Siamo quindi prossimi ad un nuovo processo di adattamento che non dovrebbe spaventare troppo gli architetti, i designer, chi si occupa di città e di paesaggi, anzi, così come da sempre sono mutate le modalità insediative, i cicli produttivi, il lavoro, da stanziale a mobile e remoto, nel rispondere all’emergere di nuove epidemie e problematiche sanitarie, a mutamenti produttivi e abitativi, queste sfide dovrebbero imporci di cambiare -dalla formazione alla professione- il nostro modo di osservare e rispondere alle domande in atto. Come in passato, e di recente, dopo i terremoti, o prima per il contrastare la malaria, le frane e i dissesti, hanno profondamente influenzato lo sviluppo del paesaggio italiano e le conseguenti risposte progettuali, oggi la pandemia, spinge e richiede, tuttavia, maggiore conoscenza e studio dei principi naturalistico/ecologici, coniugare umanesimo e ICT, poetica e intelligenza artificiale, capacità di fondere originalità e identità dello spazio -urbano, abitato- con processi tecnologici, facendo i conti con la quarta rivoluzione digitale, oggi difronte a noi, spinta da questa ennesima crisi mondiale.
Sono convinto che solo così, per l’architetto, sarà possibile, riprendersi una larga fetta di interesse sociale, di attività e di mercato professionale, del saper rispondere alle sfide di una società in rapido e continuo mutamento, del riconquistare una spazio –necessario- al progetto come strumento di conoscenza e trasformazione, di visione e proiezione, ritrovando il senso di un lavoro affascinante e ancora autenticamente ricco di opportunità.

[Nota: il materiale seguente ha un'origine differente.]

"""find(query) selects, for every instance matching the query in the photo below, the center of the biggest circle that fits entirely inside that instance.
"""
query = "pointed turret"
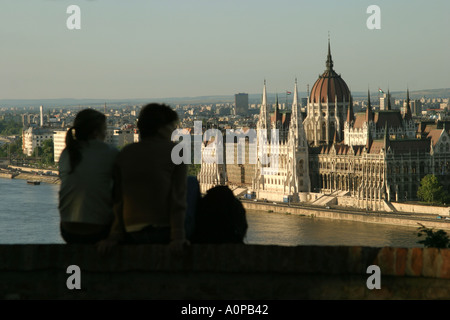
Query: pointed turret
(369, 140)
(264, 121)
(350, 113)
(329, 63)
(264, 98)
(386, 137)
(408, 113)
(389, 101)
(369, 111)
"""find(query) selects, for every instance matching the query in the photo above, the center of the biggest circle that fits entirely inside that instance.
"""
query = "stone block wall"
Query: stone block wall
(216, 272)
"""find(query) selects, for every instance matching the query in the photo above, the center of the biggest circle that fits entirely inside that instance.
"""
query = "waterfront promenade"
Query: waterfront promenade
(412, 219)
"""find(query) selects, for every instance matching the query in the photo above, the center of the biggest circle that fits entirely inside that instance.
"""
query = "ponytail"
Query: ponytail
(87, 124)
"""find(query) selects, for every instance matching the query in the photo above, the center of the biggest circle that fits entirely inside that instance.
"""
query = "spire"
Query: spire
(295, 98)
(329, 63)
(389, 101)
(264, 99)
(386, 137)
(350, 114)
(369, 112)
(369, 140)
(408, 113)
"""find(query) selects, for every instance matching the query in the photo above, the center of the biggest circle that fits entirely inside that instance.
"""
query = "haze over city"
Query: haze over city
(158, 49)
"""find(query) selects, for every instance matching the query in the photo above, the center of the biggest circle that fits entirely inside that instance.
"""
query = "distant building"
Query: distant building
(367, 158)
(33, 137)
(117, 137)
(59, 143)
(385, 102)
(241, 104)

La pandemia ha messo, inoltre, difronte a noi come il fallimento dell’urbanistica, soprattutto degli ultimi cinquant’anni, si sia tradotto in una sempre maggiore inadeguatezza di questa disciplina verso la realtà delle città e del loro quotidiano farsi e disfarsi. Non da meno l’architettura, ridotta a marginale attività in cui prevalgono più le ossessioni formalistiche -nonché stellari/spettacolari-, le nostalgie compositive e gestuali, piuttosto che il saper coniugare spazio urbano e spazio abitato, poetica e tecnica. L’architettura, che ha dimenticato di sapersi occupare dei processi umani e delle implicazioni economiche, oggi anche etniche e ambientali, della bellezza dei centri urbani, risponde ormai da troppo, più a logiche di profitto, immobiliari e comunicative, mass mediatiche, che non di “servizio” sociale.
E’ urgente, fondamentale, ripensare ad una nuova “scienza delle città”, superando i finti specialismi -rimettendo in discussione quella sciocca separazione tra urbanisti, architetti e designer-, fondendo i saperi, le discipline, verso una scienza capace di garantire, in prima battuta, come avvenuto fino a circa un secolo fa, un equilibrio tra natura e abitare, una vita dignitosa e decorosa per tutti, l’estinzione progressiva delle diseguglianze. Anche il riprendere la migliore lezione di alcuni Maestri dell’architettura della modernità, una lezione ed esperienze necessarie alla emancipazione di città e cittadini, produzioni e prodotti, costruendo architetture, oggetti, spazi insuperati per bellezza e forma, funzione e tecnologia innovativa.
Si tratta, senza dubbio, di ricostruire una rinnovata fiducia verso la tecnica e il progetto, capace di aiutarci a ricostruire le nuove figure professionali: figure che sappiano occuparsi della città e i suoi luoghi deformati, ripensare le infinite quantità di edifici anonimi, di spazi in attesa, del proporre un equilibrio tra ecologie interrotte e le diverse forme di habitat, tra i paesaggi mutilati e altri bisognosi di nuovi valori, di colmare gli squilibri tra vuoti e pieni, tra eccessi e carenze.
Christian Norberg-Schulz, nel suo “Genius Loci”, riporta una frase di Le Corbusier, che come sempre oggi appare ancora profetica: “L’uomo abita male, questa è la ragione vera e profonda dei rivolgimenti attuali”, non sarebbe intelligente ricominciare da questa storica intuizione di un Maestro, per ripensare l’oggi e il domani dell’architetto, dell’architettura e delle città?